Ces éléments montrent que les sociétés européennes doivent s'adapter à une réalité résultant des progrès dans l'espérance de vie, la gérontocroissance, et surmonter un défi, le vieillissement. Néanmoins ces deux processus sont inégaux selon les territoires européens.

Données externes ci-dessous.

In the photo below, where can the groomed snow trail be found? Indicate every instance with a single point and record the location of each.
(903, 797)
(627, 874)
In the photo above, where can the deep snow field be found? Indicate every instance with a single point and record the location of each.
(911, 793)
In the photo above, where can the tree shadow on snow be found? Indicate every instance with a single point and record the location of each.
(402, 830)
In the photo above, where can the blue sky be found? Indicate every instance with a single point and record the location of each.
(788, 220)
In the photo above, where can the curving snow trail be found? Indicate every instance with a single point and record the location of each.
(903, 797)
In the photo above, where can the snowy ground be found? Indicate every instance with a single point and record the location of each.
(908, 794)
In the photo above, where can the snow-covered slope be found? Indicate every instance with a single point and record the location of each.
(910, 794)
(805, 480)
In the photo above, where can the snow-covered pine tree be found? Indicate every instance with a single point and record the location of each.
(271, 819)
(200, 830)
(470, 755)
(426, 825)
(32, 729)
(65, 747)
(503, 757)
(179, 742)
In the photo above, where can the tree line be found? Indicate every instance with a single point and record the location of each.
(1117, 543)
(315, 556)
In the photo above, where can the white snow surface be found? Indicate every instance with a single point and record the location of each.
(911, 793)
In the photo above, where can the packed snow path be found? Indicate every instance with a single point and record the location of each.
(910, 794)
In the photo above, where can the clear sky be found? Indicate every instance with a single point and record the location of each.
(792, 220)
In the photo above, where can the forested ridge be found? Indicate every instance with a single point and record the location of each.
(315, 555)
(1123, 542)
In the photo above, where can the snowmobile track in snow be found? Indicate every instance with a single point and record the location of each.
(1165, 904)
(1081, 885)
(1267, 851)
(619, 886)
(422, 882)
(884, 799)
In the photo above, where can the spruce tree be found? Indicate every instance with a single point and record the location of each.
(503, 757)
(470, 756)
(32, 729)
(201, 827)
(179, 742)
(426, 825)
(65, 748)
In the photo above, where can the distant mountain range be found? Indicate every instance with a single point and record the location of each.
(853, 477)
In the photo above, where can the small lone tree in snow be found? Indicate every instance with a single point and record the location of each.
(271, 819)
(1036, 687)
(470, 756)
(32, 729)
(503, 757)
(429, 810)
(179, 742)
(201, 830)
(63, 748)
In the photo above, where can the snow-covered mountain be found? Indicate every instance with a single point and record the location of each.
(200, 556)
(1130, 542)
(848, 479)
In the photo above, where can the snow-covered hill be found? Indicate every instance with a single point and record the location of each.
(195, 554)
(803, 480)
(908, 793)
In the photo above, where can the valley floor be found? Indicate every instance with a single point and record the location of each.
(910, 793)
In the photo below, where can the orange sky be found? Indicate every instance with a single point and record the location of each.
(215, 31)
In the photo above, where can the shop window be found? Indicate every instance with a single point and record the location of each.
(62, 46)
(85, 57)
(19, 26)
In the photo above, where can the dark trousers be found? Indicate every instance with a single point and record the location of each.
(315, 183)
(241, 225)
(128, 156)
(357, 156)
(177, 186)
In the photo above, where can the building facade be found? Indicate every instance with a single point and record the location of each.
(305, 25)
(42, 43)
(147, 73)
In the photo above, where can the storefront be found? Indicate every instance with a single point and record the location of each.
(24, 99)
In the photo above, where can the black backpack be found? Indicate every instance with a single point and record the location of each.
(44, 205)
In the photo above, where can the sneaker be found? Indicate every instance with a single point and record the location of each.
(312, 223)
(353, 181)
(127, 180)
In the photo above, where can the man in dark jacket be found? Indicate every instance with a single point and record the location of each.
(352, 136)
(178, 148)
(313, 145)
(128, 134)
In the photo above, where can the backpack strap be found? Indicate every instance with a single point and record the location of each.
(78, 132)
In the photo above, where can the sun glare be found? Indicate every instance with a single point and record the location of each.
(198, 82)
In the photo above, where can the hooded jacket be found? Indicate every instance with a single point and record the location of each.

III- GERONTOCROISSANCE ET VIEILLISSEMENT INEGAUX SELON LES TERRITOIRES

Le caractère inégal de la gérontocroissance et du vieillissement peut se mesurer à l'échelon géographique des pays, mais il convient de souligner également leur importance au niveau infranational.

Les disparités nationales

Au plan national, les écarts de l'indice de vieillissement selon les Quinze s'expliquent essentiellement par la fécondité différenciée des dernières décennies. Selon les chiffres disponibles les plus récents , l'Italie, parce qu'elle a souvent été la lanterne rouge de la fécondité dans le monde, connaît le vieillissement le plus intense, avec près du quart de la population de personnes âgées de 60 ans ou plus. Suivent cinq pays se situant au-dessus de la moyenne des Quinze, l'Allemagne, la Grèce, la Suède, la Belgique et le Portugal. Quant à l'Espagne, elle se situe exactement à la moyenne européenne (21,6 %), soit plus du cinquième de la population.
Se trouvent en dessous de la moyenne des pays dont la fécondité s'est moins abaissée que dans les premiers pays cités. Il s'agit dans l'ordre de l'Autriche, de la France, du Royaume-Uni, de la Finlande, du Danemark, du Luxembourg et des Pays-Bas, Enfin, en dernière position, on trouve l'Irlande, pays dont la fécondité est restée jusqu'en 1991 au-dessus du seuil de remplacement des générations. Ces proportions disparates mettent bien en évidence que le poids du vieillissement pèse de façon inégale sur les différentes économies européennes.
En examinant la projection moyenne pour 2020 , l'aggravation du vieillissement dans l'ensemble des Quinze est générale, mais avec des intensités différentes. Les pays enregistrant le plus fort vieillissement seraient la Finlande, l'Irlande et les Pays-Bas. À l'opposé, la croissance du vieillissement serait moins importante en Allemagne, en Espagne, en Grèce et surtout au Portugal. Le classement 2020 ne serait pas fondamentalement différent du classement 2001 avec, en tête, l'Italie et, en fin de peloton, l'Irlande. Mais un tel résultat est totalement dépendant du jeu d'hypothèse retenu. Ce dernier se fonde sur une hausse de la fécondité, sauf en Irlande, au Luxembourg, au Royaume-Uni et en France, pays qui suivraient un modèle tendanciel par rapport à l'année 1999. Par exemple, l'indice de vieillissement de l'Espagne ne passerait que de 21,6 % en 2001 à 26,4 % en 2020 dans l'hypothèse où la fécondité remonterait progressivement de 1,25 enfant par femme en 2000 à 1,70 enfant par femme en 2020, hypothèse dont la valeur reste à démontrer.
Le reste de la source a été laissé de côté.